Baseball Toaster Screen Jam
The Queen Ain't Dead
2006-11-03 22:07
by Jon Weisman

For as long as is relevant, the most memorable portrayal of Queen Elizabeth I had ever seen was Scott Thompson's. And who could ever deny his exquisite commitment to the part?

But tonight, I'm crowning Helen Mirren as the QE to end all QEs for her work in The Queen. Mirren is the frontrunner for the next Best Actress Oscar, and now I can see why. Playing someone known to the public as perhaps the definition of wooden, Mirren brings it all: pride, stubborness, confusion, humanity and heartbreak. Like the best performers, she absolutely loses herself in the part. It's a performance so strong, I truly expect it will affect the legacy of the Queen and the monarchy for years to come.

The film itself is worthy of a Best Picture nomination, so sophisticated is it in analyzing and humanizing a subject that has practically been tabloid fodder, the death of Princess Diana and its aftermath. It moves into my top five for 2006, with The Last King of Scotland, United 93, Little Children and Little Miss Sunshine.

Though perfectly executed, and despite telling a story that was both personal and global, I don't think The Queen is as important a film as Last King, United and Little Children, so I'm putting it fourth for now. But I have no reservations about recommending it.

2006-11-04 23:59:19
1.   Funkyjenn
Mirren's performance was remarkable and absolutely count her in at Oscar time. Michael Sheen, portraying Tony Blair, also turns in a magnificent performance. Such restraint in emotion yet so beautiful. A great movie.
2006-11-06 00:09:31
2.   T Money

Yeah, I really enjoyed "The Queen" as well. The same writer/director combo made a British television movie called "The Deal" a few years back (Sheen played Blair in that as well). I haven't seen it, but the script was interesting.

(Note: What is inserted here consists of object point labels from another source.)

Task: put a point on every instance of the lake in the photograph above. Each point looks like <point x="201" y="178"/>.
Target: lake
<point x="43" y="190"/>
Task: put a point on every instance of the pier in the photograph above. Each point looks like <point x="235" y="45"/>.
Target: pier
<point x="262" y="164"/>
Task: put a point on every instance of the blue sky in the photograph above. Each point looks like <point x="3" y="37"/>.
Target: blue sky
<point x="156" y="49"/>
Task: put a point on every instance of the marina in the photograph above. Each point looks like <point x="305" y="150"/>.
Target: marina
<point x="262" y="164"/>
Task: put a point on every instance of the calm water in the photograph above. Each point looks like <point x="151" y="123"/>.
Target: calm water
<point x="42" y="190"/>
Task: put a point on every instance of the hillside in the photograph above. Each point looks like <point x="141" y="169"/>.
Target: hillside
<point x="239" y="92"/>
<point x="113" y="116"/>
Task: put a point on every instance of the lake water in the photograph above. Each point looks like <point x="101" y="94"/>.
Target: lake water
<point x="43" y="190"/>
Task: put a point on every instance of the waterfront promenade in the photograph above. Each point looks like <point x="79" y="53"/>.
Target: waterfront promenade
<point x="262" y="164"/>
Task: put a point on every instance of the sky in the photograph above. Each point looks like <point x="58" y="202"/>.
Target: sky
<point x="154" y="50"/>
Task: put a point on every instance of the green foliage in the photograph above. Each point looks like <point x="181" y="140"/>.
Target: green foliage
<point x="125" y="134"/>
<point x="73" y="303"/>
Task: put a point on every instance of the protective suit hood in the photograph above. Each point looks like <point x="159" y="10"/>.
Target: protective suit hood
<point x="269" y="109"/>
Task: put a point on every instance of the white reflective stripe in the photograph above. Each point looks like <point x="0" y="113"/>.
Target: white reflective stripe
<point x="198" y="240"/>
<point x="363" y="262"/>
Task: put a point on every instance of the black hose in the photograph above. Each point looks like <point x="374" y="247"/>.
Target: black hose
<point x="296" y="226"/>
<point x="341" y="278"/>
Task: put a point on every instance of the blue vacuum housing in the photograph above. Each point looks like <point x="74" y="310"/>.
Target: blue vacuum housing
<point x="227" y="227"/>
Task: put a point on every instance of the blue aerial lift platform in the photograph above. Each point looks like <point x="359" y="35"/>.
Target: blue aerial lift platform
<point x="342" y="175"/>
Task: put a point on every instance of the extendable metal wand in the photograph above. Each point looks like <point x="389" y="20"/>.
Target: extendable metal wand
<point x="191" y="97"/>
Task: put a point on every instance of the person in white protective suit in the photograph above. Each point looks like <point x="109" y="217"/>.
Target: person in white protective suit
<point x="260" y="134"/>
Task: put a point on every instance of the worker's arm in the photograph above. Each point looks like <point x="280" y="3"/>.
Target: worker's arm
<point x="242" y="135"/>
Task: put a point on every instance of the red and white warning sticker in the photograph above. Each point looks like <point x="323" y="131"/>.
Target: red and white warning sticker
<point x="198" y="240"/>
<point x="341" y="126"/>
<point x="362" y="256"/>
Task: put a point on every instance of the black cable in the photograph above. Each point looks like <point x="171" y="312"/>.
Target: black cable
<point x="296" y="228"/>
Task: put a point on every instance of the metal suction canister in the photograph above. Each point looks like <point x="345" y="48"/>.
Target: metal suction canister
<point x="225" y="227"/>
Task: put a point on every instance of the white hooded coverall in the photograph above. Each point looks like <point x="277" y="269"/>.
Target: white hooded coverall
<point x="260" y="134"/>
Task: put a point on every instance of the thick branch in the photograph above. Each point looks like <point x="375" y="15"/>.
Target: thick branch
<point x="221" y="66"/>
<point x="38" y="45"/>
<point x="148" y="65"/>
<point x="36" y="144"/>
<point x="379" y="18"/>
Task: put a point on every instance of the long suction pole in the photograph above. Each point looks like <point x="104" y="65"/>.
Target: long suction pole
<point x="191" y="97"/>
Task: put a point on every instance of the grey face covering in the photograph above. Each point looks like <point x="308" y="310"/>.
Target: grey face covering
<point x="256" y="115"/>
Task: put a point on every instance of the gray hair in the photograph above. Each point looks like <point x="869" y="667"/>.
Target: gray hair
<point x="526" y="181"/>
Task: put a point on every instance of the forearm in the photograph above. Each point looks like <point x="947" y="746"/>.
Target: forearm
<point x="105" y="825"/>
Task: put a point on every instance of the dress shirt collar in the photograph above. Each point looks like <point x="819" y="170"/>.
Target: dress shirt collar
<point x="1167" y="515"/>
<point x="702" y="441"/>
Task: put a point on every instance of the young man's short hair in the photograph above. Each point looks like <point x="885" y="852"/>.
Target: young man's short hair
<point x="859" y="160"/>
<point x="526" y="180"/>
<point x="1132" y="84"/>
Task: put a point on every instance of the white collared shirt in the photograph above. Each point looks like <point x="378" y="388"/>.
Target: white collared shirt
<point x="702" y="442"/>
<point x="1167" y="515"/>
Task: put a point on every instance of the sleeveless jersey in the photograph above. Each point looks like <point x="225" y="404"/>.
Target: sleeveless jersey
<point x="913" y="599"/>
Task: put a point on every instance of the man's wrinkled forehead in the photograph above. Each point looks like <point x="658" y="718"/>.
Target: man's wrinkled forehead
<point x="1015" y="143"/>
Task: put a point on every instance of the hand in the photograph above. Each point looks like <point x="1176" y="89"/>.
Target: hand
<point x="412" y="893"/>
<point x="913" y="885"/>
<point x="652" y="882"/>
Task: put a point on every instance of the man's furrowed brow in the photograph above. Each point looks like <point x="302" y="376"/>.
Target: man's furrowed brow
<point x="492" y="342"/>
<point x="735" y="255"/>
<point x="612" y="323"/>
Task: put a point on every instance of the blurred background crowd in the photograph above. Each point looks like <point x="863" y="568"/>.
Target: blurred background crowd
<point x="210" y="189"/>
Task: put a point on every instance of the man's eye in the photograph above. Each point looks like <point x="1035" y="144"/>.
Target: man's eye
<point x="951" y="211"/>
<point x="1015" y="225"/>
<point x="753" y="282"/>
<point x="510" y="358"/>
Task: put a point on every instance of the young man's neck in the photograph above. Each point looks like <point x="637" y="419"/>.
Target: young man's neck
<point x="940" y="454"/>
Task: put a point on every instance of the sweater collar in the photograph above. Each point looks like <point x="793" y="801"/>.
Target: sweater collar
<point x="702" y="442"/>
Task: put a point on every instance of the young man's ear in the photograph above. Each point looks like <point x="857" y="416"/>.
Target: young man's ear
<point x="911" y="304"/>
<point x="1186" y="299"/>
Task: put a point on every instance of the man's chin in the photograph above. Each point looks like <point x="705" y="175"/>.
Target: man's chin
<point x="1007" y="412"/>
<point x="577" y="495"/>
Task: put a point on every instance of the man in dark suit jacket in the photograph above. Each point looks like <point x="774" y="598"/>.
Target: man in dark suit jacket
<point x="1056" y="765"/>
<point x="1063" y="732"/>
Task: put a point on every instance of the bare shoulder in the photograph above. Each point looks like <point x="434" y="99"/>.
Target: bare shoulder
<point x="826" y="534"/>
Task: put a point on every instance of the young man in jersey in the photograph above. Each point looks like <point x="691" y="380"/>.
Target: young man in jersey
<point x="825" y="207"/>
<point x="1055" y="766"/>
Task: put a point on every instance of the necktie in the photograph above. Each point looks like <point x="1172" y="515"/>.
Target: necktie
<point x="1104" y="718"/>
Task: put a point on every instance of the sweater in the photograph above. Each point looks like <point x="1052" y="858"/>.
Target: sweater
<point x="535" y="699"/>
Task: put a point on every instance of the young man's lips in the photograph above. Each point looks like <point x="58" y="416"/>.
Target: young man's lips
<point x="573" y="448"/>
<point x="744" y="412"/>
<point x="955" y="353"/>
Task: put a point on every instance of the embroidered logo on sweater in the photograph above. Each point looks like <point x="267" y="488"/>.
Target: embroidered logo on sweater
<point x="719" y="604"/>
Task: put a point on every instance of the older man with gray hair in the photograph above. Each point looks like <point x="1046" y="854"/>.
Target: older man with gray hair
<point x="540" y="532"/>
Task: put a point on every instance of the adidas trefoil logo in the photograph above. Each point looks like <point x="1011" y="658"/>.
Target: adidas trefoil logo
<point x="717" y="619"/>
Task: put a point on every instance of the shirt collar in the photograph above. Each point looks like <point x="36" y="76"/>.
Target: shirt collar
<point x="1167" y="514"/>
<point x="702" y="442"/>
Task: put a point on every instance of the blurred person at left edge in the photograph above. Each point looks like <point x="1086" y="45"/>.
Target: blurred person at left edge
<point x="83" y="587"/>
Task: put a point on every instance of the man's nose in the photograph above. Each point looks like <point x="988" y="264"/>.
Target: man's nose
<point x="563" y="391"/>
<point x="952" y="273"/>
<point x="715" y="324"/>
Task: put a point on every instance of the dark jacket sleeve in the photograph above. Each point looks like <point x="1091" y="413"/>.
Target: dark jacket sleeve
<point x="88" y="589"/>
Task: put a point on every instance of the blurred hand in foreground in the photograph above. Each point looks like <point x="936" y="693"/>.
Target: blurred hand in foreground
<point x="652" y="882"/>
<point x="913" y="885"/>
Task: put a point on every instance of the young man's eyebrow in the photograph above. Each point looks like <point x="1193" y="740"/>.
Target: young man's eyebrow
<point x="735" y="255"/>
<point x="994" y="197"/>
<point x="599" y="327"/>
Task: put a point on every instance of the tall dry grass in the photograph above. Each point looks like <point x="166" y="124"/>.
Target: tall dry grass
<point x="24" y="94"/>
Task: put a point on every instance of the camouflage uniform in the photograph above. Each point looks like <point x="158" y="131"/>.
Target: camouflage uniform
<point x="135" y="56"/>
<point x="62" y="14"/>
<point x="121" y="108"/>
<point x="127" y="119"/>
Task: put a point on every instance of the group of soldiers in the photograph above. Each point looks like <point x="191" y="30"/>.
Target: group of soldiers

I missed commenting on your favorite movies of the year piece a while back, so I'll throw in my very temporary top ten, in approximate order:

House of Sand
49 Up
United 93
The Prestige
Sympathy For Lady Vengeance
The Departed
Le Petit Lieutenant
Little Miss Sunshine
Tristram Shandy

2006-11-06 07:23:41
3.   Telemachos
When I first heard about "The Queen", I couldn't imagine being interested in seeing it, Helen Mirren or no. But the trailer was surprisingly good, and I was likewise surprised at how much I liked the movie. Mirren, of course, is amazing, and deserves every kudos she gets, but the movie itself is a lovely small-scale miracle of a production.

I hear Frears/Sheen are working on a another Tony Blair story (this one dealing with his post-9/11 leadership) to round out the "trilogy".

2006-11-06 15:41:46
4.   4444
Saw Borat on Saturday night. Packed house, obviously (holy crap that per-screen average). Maybe I had gotten my hopes up a little too high, but by catching all the trailers and everything, you eat up some of the good jokes (always a problem with comedies).

Still, quite a few funny parts, and the experience of seeing it with a bunch of people that are really in the mood to laugh (same scenario as going to a comedy club, usually), really adds to the experience. Although there was a part or two where it got difficult to hear what was being said, over the din of laughter. No biggie.

There are a bunch of Ali G replays on HBO in this chunk of a few days (maybe started over the weekend), among them, one of the funniest skits I've ever seen on television, with Borat going wine-tasting. One worth setting the tivo for.

2006-11-06 15:55:17
5.   Jon Weisman
Yeah, Borat was kind of the opposite of Snakes on a Plane.
2006-11-06 18:56:23
6.   Benaiah
I thought Borat was amazing. It was both hilarious and thought provoking. Truly a you have to see it to believe it sort of thing.

By the way, I am watching Heroes and wondering: "Is multiple personality disorder a super power?"